I pushed my hands against the side of my head, trying to stop the world from spinning off its axis. The world is a veil, and at any moment realities entirely foreign, or familiar, are only a footstep away! Margaret escorted me back to my room and lay me down, where she comforted me.

"There are things in the forest." She told me. "Much worse than black bears. Worse than gangsters and huns and communist. We can't go there, you understand?"

"Those were centaurs, Margaret! Centaurs!" I muttered, needing to express my shock.

"I know, and the satyr, well they are a sight as well but I don't go there anymore and I don't want you going there."

I nodded, but in my head I heard the singing.


May 27, 1933

Last night I dreamt I was in the abbey's dungeon. I lay naked on the cell floor shivering until a large shape broke the stillness of the dark hall, wrapping a clawed hand around the door, pulling it open. I screamed in terror yet I knew no human ear was close enough to hear my cries as the beast rushed into the room. I tried vainly to fight but it picked me up with inhuman strength, throwing me into an impossibly large mouth where I fell against its tongue, ludicrously as large as myself. The slimy bulk of it rubbed around my body, splitting open my legs to taste my cunt. Its vicious teeth, each the size of my head, open and closed. I narrowly avoided them but then felt a suction pulling me downward.

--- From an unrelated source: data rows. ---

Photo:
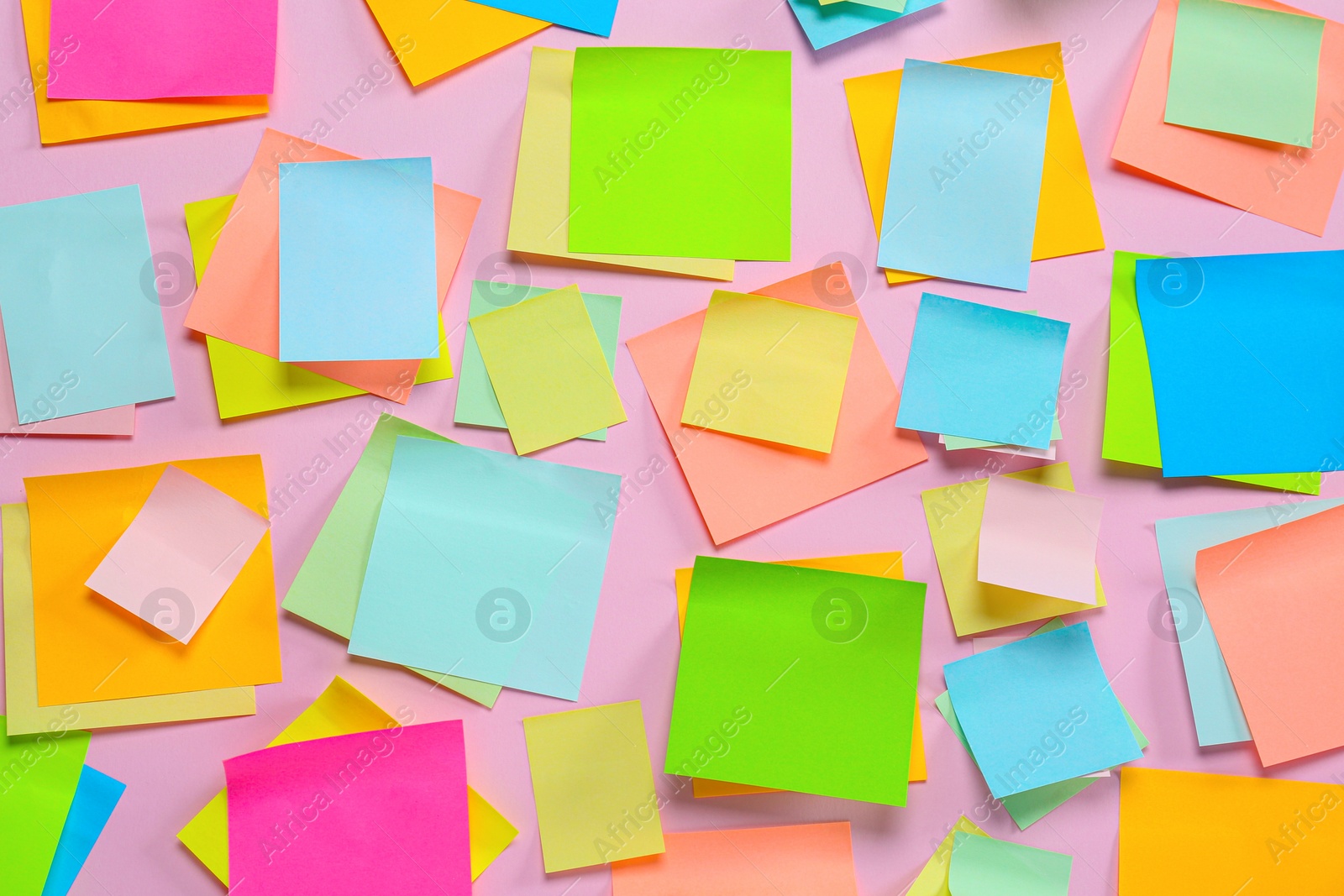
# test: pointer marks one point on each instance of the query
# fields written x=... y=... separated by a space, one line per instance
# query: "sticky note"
x=38 y=790
x=983 y=372
x=548 y=369
x=718 y=183
x=155 y=49
x=363 y=812
x=81 y=331
x=968 y=148
x=593 y=785
x=476 y=550
x=1039 y=711
x=816 y=694
x=780 y=365
x=356 y=261
x=741 y=485
x=96 y=799
x=87 y=651
x=1198 y=835
x=1243 y=70
x=1243 y=343
x=1245 y=174
x=1039 y=539
x=752 y=862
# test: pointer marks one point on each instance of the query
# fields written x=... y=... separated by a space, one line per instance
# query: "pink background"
x=470 y=123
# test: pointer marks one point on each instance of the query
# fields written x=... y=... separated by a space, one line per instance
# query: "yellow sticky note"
x=340 y=710
x=548 y=369
x=777 y=369
x=539 y=222
x=1066 y=219
x=593 y=783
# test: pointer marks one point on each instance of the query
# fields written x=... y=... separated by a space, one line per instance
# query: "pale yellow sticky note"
x=539 y=221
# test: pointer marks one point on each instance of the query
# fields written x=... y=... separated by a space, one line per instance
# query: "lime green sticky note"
x=1131 y=429
x=38 y=785
x=1243 y=70
x=548 y=369
x=326 y=591
x=680 y=152
x=797 y=679
x=776 y=369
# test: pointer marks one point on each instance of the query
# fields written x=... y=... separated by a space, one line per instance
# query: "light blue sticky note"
x=358 y=277
x=837 y=22
x=983 y=372
x=1213 y=699
x=1247 y=362
x=487 y=566
x=964 y=186
x=80 y=305
x=1039 y=711
x=96 y=795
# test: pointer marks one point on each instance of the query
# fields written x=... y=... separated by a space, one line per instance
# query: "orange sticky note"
x=239 y=298
x=1289 y=184
x=741 y=485
x=1274 y=602
x=89 y=649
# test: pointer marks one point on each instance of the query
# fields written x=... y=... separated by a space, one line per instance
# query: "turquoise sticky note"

"Noo!" I cried out, trying to hold onto the squirming tongue that slathered over my flesh, pushing over my tits and licking the tears from my face. There was nothing to cling to in the slippery orifice, and I slid back into its throat where the warm walls of its gullet enveloped me. There was a smooth drop through what felt to me several stories of throat muscles until I fell into a great cavity, splashing into noxious fluid pools on a surface so yielding it was like a net. Then the acids washed over me. This was no saving grace, no whale to rescue Jonah, but a devouring leviathan, come to destroy me.

I awoke covered with sweat, but I understood the meaning of the dream. There must be a limit to the time I delay attempting the crowbar on Mr. Dumonte's cell. The man must have been trapped down there for a month now, and I fear the abbess does not intend to keep him indefinitely, in fact by becoming her new toy I may well have endangered him. With a whore as willing as me, even if she prefers the company of men, does she still need him?

Before morning prayers the abbess stopped by my room. "You know Margaret, you barely come to morning prayer."

I nodded, "There's a lot of work in the gardens."

She smiled, "Well I understand but I don't think you realize it's essentially mandatory."

"Oh." Was all I could muster, feeling silly. Playing this game, this public front with her feels so different than the way I do with Margaret. With Margaret we are together, two against the world, but with the Mother Superior I am her captive, as though I was a frontierswoman taken by the Indians and forced to wed into the tribe, with her as my Wampanoag husband. Although of course, she is clueless as to this. I have fooled her into believing I want to be her 'little lesbian cunt licker.'

Or have I fooled myself into believing that I don't want to?